Kafka-node: Keep on getting FailedToRebalanceConsumerError: Exception: NODE_EXISTS[-110]

Created on 25 Aug 2014 · 25Comments · Source: SOHU-Co/kafka-node

Hi Team.

I am trying to produce and consume Kafka messages using node library (kafka-node), I am using HighLevelConsumer API. But I keep on getting this exception at random times. and node.js server stops.

FailedToRebalanceConsumerError: Exception: NODE_EXISTS[-110]
at new FailedToRebalanceConsumerError (/home/strg/project/kafkaBroker/node_modules/kafka-node/lib/errors/FailedToRebalanceConsumerError.js:11:11)
at /home/strg/project/kafkaBroker/node_modules/kafka-node/lib/highLevelConsumer.js:141:71

I am not sure what is the issue in this?

I have kept zookeeper timeout as: 50000.

This is my High level consumer code:

consumer = new Consumer(
client,
[
{ topic: consumeTopic } //consumeTopic is the topic which user provided
],
{
autoCommit: false
}

);

consumer.on('message', function (message) {
console.log(message);
}

If I restart the server and it works fine, but again after I keep on getting this exception. Can anyone please guide me in this? I am not able to understand what does this exception means. I tried restarting the zookeeper server and kafka server but still I am facing this exception. Any help on this would be very helpful, as I am very new to Kafka

Source

pradeepsimha143

Most helpful comment

This problem went away when I add a handler to handler for the CTRL+C case. This ensures the consumer/client is cleaned up otherwise you are at the mercy of whenever the zookeeper node timesout.
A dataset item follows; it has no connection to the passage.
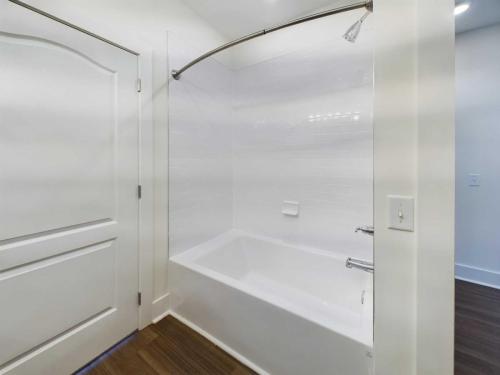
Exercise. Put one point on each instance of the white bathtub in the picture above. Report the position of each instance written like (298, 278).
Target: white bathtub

process.on('SIGINT', function() {
    highLevelConsumer.close(true, function(){
        process.exit();
    })
});

hyperlink on 4 Feb 2016

👍12

All 25 comments

Under what circumstances is the rebalance happening - are you stopping the consumer using a CTRL-C?

jezzalaycock on 27 Aug 2014

I also get that exception occasionally. Restarting my consumer fixes it, but obviously that is not the way to fix it. I'm using a HighLevelConsumer as well, with only one zookeeper and one broker. I'm using the latest 0.8.2.1 version of Kafka.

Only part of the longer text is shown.